Le sénateur démocrate américain Al Franken ne fait plus rire ses collègues: accusé de comportement déplacé par de plus en plus de femmes, ostracisé par son propre parti, l’ancien humoriste pourrait annoncer sa démission jeudi.
Beaucoup d’élues et d’élus estiment que le Congrès américain se situe à un moment-charnière, un point de l’histoire où chacun doit, sans la moindre ambiguïté, adopter une politique de tolérance zéro envers tout comportement déplacé, a fortiori du harcèlement ou des agressions sexuelles.
C’est ce qui a poussé, mercredi en moins de 24 heures, 32 des 48 démocrates du Sénat à appeler Al Franken, 66 ans, à la démission. Un mouvement lancé par un groupe de sénatrices, et qui a gagné entre le matin et le soir le soutien du reste des membres de l’opposition.
La goutte d’eau a été la publication par Politico, le matin, du nouveau témoignage d’une femme – une septième – qui affirme qu’Al Franken, en 2006, avant son élection au Sénat, a tenté de l’embrasser de force après une émission de radio; contrairement aux précédentes, le sénateur a nié cette accusation.
Al Franken s’exprimera jeudi à 11 heures 45 depuis l’hémicycle du Sénat à Washington.
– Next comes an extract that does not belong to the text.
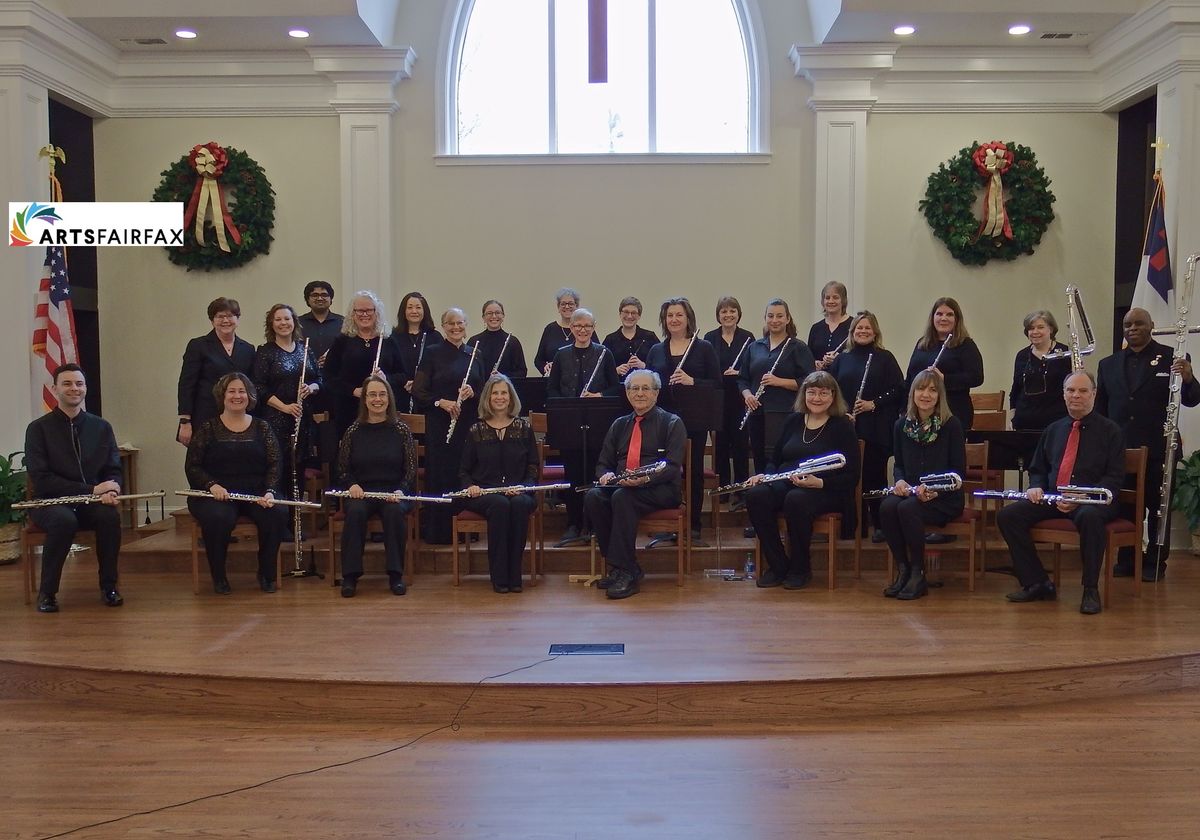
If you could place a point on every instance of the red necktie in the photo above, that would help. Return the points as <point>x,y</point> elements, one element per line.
<point>634,456</point>
<point>1068,456</point>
Selon son ami l’élu Keith Ellison, ainsi que la radio locale du Minnesota MPR, il devrait annoncer sa démission.
Le Congrès a longtemps été une institution machiste. Aujourd’hui, les femmes ne représentent que 20% des membres du Congrès. Mais il y 20 ans, elles n’étaient que 12%; il y a trente ans, 5%.
« Ça suffit », a expliqué la sénatrice Kirsten Gillibrand. « Le pays a besoin de cette conversation. C’est une erreur de faire la différence entre agression sexuelle, harcèlement sexuel ou geste déplacé. Il faut tracer une ligne rouge, et dire qu’aucun de ces comportements n’est acceptable ».
« Et nous, les élus, devons être irréprochables », a-t-elle martelé.
« Le sommet de l’iceberg »
Avant d’être élu au Sénat en 2008, Al Franken fut l’une des stars de l’émission culte Saturday Night Live dans les années 1970 et 1980, avant de continuer une carrière d’humoriste, de scénariste et d’animateur radio. C’est dans ces habits de pitre qu’en 2006 il a tenté d’embrasser de force l’une de ses partenaires sur scène, lors d’une tournée auprès des troupes américaines à l’étranger. Mais c’est en tant que sénateur qu’il a été accusé de gestes déplacés sur plusieurs femmes, pendant des photos.
Al Franken n’a pas nié la plupart des faits qui lui sont reprochés.
Il a multiplié les actes de contrition depuis les premières accusations, il y a trois semaines. Il a accepté de coopérer avec l’enquête lancée par la commission éthique du Sénat, censée traiter ce type d’affaires et recommander des sanctions pouvant aller de la réprimande à l’exclusion.
Finalement, ses collègues n’ont pas voulu attendre les conclusions de cette procédure.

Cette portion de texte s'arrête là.